Keep your face always toward the sunshine - and shadows will fall behind you.
-Walt Whitman



The rounded glass brought everything just slightly out of focus. It was vaguely dirty, vaguely rippled; old glass, and it just served to make everything seem a little further away. A little more untouchable. Ianto watched the sky through the crossed metal frames. He watched the gulls wheel, cawing, on thermal swells. He breathed in the hot air of the lighthouse platform.

The taste of bile was receding, finally, from the back of his throat, and that was all right. His palms pressed the grated metal floor, enough to indent them with tiny crisscrossed patterns, but the bite of it kept him tethered to the physical, even as his head seemed to expand infinitely, encompass everything, the way the lighthouse did. Through the glass the sunlight was refracted, intensified, and he had long ago stripped off his jacket and rolled up his sleeves, the faint pink stained dark, he was certain, with wet patches beneath his arms. Still. It was all right. The heat rolled around him, filled him up, made him feel as though he was made from air, a hot air balloon, something nonphysical, no density, no mass. Like he was made of thought. He breathed out.

"Hiding?"

Ianto smiled faintly, pressing his back against the pole between his shoulder blades, letting his head fall back at an angle, eyes closed. "It's hardly hiding if you can find me so easily, sir." He heard the black-yellow striped gate swing open and Jack's boots hit the metal floor. He wondered briefly why he had not heard them on the stairs. "Are you part cat, by any chance?"

Jack seemed unruffled by the non sequitur. "Can't say that I am." Ianto opened his eyes, head still tilted back so that he could see Jack shrug out of his coat and lay it carefully over the railing that ran around the lighthouse mirror. "I've met some cat people, though. Nice girls." He came around to where Ianto sat and settled across from and to the left of him. He leaned back against the glass, and Ianto could imagine how warm it must be against Jack's back, the glass heated by a day's worth of sun. He wanted suddenly to press his hands against it, on either side of Jack, press his hands against the glass and his face against Jack's chest, no difference in the warmth. The light threw a golden shawl over Jack's shoulders and down his sides, making his blue shirt brilliant, buttons shining, red braces dramatic and pronounced.

Ianto laid a hand over the toe of Jack's outstretched boot and rocked it lightly back and forth, his eyes half-lidded. Jack smiled at the playful gesture.

"I didn't run," Ianto said. His own lazy smile did not change, and he closed his eyes and let his head drop back again. He could feel the sun on his skin, the prickle of it, so concentrated and warm.

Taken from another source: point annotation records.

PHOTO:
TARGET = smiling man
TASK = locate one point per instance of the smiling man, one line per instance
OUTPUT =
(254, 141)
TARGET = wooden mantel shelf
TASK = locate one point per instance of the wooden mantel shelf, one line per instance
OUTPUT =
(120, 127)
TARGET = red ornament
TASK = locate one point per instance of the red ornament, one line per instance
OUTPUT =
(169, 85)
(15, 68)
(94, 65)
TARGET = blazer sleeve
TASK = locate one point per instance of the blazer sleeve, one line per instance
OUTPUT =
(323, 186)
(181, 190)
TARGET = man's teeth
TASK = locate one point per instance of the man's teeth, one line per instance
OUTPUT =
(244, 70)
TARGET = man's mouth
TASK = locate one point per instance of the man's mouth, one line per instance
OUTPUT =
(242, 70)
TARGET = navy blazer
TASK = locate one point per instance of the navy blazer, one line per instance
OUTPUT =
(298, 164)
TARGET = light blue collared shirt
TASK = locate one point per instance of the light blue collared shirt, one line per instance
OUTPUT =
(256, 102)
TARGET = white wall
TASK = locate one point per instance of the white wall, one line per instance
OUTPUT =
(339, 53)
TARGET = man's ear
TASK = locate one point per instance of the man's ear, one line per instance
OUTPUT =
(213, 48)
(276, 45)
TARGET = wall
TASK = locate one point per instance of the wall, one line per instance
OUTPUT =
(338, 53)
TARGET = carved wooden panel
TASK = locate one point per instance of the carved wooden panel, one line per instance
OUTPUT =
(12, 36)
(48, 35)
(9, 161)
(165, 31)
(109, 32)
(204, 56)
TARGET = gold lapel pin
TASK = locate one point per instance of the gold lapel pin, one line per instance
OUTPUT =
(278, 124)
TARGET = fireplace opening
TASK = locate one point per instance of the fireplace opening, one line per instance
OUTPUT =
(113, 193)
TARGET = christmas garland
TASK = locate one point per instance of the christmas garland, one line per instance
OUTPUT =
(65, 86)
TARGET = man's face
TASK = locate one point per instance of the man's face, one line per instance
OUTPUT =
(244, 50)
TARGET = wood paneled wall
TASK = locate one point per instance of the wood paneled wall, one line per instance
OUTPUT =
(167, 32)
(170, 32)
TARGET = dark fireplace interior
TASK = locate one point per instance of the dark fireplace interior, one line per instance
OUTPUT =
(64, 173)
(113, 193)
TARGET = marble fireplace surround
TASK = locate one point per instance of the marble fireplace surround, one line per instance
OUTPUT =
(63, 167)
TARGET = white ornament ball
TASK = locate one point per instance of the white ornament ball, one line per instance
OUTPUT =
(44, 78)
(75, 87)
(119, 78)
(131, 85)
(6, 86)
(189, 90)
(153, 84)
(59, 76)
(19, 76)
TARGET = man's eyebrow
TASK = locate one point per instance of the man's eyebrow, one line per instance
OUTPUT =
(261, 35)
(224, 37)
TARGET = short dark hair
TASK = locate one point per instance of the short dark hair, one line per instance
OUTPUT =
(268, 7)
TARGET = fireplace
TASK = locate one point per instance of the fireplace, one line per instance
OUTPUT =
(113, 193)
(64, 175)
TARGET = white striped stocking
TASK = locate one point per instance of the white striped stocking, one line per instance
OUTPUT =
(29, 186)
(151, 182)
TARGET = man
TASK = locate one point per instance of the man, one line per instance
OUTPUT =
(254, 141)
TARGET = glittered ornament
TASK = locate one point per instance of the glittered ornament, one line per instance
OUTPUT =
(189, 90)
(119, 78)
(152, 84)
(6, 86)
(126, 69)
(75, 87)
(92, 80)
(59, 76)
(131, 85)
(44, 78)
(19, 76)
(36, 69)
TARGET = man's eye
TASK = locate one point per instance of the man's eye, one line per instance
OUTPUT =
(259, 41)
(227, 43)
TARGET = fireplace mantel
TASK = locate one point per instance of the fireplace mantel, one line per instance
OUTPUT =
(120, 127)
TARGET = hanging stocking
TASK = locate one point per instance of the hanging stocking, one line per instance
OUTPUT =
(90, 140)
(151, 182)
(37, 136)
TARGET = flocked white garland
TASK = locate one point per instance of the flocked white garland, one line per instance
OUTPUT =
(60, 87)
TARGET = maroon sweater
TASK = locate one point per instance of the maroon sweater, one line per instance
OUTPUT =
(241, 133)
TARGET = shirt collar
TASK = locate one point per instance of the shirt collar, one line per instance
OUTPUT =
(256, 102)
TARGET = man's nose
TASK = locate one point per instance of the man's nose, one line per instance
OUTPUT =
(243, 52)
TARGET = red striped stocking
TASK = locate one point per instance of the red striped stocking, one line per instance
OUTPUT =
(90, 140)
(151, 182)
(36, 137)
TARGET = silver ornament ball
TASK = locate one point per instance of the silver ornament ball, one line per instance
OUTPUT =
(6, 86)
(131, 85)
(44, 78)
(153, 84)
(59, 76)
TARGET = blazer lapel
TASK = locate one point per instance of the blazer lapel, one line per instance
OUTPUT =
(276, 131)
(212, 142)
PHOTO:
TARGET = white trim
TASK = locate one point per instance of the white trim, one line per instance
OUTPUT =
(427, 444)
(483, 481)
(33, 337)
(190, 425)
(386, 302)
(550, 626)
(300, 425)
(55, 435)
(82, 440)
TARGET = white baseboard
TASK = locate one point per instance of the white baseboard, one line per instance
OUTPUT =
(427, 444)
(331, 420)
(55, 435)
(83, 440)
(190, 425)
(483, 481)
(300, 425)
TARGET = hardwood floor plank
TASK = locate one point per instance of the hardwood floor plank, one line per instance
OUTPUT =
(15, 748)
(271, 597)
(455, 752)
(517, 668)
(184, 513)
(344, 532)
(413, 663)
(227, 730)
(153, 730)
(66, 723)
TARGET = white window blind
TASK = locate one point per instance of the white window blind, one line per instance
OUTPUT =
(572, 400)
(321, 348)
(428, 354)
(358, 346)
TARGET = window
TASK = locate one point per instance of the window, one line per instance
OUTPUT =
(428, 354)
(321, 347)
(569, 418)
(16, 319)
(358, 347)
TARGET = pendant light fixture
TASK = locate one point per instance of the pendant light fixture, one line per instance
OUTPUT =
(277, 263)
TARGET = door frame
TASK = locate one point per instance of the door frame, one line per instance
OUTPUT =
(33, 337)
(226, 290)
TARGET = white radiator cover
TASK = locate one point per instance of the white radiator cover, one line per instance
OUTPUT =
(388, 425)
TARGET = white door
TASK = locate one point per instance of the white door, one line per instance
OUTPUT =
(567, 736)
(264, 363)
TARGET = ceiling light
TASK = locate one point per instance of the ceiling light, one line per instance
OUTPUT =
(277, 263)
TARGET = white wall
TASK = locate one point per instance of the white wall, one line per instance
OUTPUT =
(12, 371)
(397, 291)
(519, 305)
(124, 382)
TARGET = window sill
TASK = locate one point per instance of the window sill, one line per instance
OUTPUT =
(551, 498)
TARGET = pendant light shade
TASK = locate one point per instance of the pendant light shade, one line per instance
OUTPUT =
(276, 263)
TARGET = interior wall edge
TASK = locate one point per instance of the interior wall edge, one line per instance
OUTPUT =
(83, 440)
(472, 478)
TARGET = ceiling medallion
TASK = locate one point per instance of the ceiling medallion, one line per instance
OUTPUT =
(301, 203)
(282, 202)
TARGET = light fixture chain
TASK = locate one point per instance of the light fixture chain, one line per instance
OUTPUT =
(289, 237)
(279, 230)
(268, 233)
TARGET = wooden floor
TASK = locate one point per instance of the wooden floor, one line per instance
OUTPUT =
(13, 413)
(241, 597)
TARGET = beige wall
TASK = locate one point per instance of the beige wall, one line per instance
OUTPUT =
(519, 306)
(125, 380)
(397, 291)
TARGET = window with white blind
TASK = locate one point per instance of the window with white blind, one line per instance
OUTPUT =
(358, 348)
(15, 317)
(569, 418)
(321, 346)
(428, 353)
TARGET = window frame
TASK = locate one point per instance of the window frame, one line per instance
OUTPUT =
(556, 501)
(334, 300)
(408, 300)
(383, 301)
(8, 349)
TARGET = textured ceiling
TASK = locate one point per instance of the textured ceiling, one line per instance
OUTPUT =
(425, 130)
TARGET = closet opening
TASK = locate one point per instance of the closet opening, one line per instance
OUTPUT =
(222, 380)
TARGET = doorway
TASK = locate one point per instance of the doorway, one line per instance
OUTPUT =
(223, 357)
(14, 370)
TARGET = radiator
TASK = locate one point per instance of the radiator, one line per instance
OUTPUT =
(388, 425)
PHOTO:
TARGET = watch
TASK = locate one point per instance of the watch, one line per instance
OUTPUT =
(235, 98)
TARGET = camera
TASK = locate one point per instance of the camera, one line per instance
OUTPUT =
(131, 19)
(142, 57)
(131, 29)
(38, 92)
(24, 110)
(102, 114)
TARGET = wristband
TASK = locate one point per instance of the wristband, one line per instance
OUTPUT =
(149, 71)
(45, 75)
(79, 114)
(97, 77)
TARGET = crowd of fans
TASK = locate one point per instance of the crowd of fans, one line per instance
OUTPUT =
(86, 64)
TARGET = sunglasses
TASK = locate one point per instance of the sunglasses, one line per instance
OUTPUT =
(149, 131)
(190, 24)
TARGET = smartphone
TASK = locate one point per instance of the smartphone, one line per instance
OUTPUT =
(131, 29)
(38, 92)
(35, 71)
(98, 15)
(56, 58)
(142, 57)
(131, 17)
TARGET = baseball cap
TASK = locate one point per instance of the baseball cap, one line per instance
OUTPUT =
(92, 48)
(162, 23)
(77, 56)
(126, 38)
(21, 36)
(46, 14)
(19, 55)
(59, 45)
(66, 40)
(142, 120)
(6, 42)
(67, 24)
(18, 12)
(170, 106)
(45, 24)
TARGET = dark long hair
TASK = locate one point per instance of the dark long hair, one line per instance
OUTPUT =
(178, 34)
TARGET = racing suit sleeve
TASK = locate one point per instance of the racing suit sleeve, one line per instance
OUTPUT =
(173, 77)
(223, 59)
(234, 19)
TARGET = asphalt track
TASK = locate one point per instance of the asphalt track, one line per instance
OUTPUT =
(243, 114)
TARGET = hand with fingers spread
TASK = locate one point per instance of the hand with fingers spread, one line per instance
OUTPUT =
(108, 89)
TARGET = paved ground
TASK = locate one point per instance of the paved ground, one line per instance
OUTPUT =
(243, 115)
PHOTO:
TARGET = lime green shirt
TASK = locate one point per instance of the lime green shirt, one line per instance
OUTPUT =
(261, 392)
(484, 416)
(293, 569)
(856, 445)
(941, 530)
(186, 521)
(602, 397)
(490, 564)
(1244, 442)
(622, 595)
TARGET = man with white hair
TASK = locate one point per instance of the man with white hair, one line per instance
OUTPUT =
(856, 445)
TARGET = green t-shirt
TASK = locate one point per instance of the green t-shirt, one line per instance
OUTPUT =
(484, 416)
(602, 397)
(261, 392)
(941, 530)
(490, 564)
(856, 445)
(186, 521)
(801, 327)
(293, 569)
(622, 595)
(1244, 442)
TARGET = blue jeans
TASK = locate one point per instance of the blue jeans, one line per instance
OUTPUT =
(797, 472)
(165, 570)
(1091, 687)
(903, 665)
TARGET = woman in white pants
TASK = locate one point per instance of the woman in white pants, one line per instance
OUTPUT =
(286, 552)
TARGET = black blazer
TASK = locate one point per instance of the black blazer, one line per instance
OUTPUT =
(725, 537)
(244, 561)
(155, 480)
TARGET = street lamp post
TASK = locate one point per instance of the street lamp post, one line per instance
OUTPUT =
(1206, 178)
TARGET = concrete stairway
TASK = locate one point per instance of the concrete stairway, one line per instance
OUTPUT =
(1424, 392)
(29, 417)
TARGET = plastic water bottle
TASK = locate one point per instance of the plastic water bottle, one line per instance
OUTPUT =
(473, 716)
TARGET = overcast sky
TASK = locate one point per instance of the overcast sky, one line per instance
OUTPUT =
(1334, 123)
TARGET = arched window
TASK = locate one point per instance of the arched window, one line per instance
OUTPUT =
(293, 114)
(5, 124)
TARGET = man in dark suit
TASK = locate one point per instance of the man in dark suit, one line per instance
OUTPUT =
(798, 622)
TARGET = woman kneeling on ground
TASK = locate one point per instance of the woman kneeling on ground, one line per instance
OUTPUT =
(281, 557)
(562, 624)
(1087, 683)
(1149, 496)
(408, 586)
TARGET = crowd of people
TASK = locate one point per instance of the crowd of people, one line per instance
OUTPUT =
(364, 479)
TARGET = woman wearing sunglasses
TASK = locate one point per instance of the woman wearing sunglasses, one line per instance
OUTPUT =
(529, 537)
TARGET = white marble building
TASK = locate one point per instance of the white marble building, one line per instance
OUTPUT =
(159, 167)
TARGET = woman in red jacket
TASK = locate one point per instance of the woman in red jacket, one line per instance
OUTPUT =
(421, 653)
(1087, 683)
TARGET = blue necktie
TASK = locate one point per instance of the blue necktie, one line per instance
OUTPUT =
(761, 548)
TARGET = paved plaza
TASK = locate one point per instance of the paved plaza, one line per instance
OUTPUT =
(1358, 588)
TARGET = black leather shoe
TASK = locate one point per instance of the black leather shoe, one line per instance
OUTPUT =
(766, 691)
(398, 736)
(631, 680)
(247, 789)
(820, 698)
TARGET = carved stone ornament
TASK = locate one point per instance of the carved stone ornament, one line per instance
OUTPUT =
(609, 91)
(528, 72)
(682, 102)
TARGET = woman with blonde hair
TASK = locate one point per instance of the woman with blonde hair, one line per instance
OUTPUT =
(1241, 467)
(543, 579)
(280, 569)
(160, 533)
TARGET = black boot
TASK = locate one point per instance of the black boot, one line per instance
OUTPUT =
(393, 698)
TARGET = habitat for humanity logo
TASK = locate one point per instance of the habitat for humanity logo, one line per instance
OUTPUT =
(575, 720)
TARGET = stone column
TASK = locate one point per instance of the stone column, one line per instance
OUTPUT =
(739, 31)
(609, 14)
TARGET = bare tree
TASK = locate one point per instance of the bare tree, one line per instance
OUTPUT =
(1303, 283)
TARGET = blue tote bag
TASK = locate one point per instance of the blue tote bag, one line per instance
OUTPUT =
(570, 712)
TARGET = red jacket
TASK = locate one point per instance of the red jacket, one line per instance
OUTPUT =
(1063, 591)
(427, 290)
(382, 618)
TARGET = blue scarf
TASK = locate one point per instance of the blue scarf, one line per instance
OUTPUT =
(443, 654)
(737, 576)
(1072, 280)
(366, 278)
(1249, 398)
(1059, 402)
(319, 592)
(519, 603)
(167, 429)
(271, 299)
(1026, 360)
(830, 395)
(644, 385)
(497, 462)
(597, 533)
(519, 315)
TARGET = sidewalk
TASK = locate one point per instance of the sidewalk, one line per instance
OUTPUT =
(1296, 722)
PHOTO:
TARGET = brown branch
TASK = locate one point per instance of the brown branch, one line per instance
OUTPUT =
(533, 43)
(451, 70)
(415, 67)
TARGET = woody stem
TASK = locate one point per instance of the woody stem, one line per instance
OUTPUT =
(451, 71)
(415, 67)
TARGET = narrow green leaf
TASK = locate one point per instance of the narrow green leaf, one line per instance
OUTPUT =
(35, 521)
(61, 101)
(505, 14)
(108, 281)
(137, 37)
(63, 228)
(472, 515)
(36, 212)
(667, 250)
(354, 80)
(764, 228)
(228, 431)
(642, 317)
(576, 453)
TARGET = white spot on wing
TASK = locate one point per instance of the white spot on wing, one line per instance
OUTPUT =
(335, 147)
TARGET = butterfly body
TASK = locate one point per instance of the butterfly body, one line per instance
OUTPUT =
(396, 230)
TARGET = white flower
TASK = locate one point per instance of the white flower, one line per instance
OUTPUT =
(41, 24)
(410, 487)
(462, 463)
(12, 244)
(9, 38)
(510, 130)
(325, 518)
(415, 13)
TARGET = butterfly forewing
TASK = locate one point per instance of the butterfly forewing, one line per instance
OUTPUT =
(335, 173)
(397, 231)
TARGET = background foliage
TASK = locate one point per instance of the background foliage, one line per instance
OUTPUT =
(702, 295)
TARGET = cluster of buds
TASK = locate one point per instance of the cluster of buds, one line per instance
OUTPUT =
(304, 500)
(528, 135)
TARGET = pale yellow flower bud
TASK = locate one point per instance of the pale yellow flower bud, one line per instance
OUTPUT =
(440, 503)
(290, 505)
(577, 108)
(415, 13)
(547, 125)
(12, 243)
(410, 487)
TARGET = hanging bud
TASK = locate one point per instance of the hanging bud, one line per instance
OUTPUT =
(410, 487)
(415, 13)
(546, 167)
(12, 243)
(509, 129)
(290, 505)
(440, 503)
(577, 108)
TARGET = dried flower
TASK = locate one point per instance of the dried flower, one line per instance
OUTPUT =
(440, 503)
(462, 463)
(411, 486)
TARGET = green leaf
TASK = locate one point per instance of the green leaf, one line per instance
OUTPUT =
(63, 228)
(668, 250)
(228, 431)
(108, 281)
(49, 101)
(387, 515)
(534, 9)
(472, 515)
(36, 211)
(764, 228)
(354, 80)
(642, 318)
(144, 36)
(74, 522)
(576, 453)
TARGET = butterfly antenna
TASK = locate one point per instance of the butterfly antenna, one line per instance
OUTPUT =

His hand on Jack's boot didn't still.

"I know," Jack said.

"I walked," Ianto said. "Quickly. Away."

"I saw."

"I suppose," Ianto considered slowly, "in a metaphorical sense, one might call that running."

"We don't have to call it running."

"We aren't terribly metaphorical." Ianto let his head roll forward and took in Jack's easy, passive face, and thought about how much he liked that face, how much he liked Jack like this, alone with the sky and the sun. "I love you," he said.

Jack smiled. "Thank you."

Ianto nodded. It was wonderful, the heat. Clean. It filled every sense and took the dark and mold away from him, took the antiseptic and the sawdust. The bile was back. He swallowed against it. "Why did you take me here?"

"I need your help. I need you to help me keep this place operational. It's getting too big."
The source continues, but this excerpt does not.